World Athletics reported that Kara Goucher is a two-time NCAA champion, one-time World Championships silver medalist, and competed for Team USA during the 2008 and 2012 Olympic Games. Additionally, she was a Nike Oregon Project member for seven years, where she trained under decorated runner Alberto Salazar. Goucher talked about her experience with the team and how she took on Salazar and Nike in her memoir “The Longest Race: Inside the Secret World of Abuse, Doping, and Deception on Nike’s Elite Running Team.” Goucher mentioned one of the many specific moments in her career was her treatment by Nike, while she was pregnant with her son.
“I was the most requested female athlete from Nike at the time. I was doing all sorts of interviews and on the cover of all sorts of magazines and I wasn’t getting paid behind the scenes,” Goucher said. “It was awful. These are people that I feel are family, so it feels extra icky but also shocking. Like, I just did the cover of this magazine that you (Nike) having me sign for people, you’re putting me in ads, and announcing my pregnancy. I just felt like you’re telling the world that we can do it all as women, and behind the scenes I’m actually being punished for trying to do it all.”
Goucher also shared her experience of being sexually assaulted by Coach Salazar and how she attended therapy to cope with her experience. Through her therapy journey, she learned to not be ashamed of what happened and does not feel the need to hide from it anymore. Now, she feels the more she talks about it, the more people she can reach and let them know that they are not alone.
“After years of therapy, I realized that he’s the one with the problem and not me, and I’m not ashamed anymore,” Goucher said, “It took me a long time to get there, and still people tell me ‘Oh I don’t believe you’. It hurts, but that doesn’t keep me from sharing my story.”

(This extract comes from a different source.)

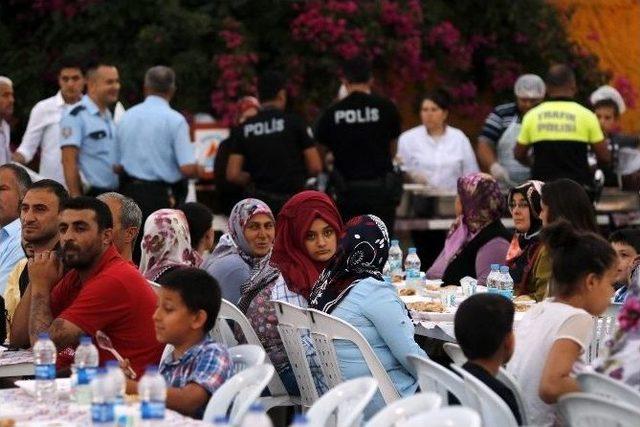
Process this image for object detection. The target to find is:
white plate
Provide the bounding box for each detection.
[15,378,71,397]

Through her openness about the horrible experiences she has endured, she has become an advocate for female empowerment within the world of professional sports. She views female empowerment as women doing what they want without being compared to their male counterparts.
“A lot of sports are built around men’s experiences and so I see female empowerment in sports as being able to do all the things athletically that you want to do without losing yourself along the way,” Goucher said, “Women should be allowed to have their own experiences in sports and set their own records without being compared to their male athlete counterparts.”
Goucher wants to help create a world where women can do what they want without sacrificing who they are. She advises members of Loyola, specifically women to always hold on to your dreams.
“No one else owns that [your dreams] and no matter what you have been through don’t let anyone take your dreams and your passion from you,” she said, “If anyone says that you can’t do it, let that motivate you, even more, to prove that you can do it.”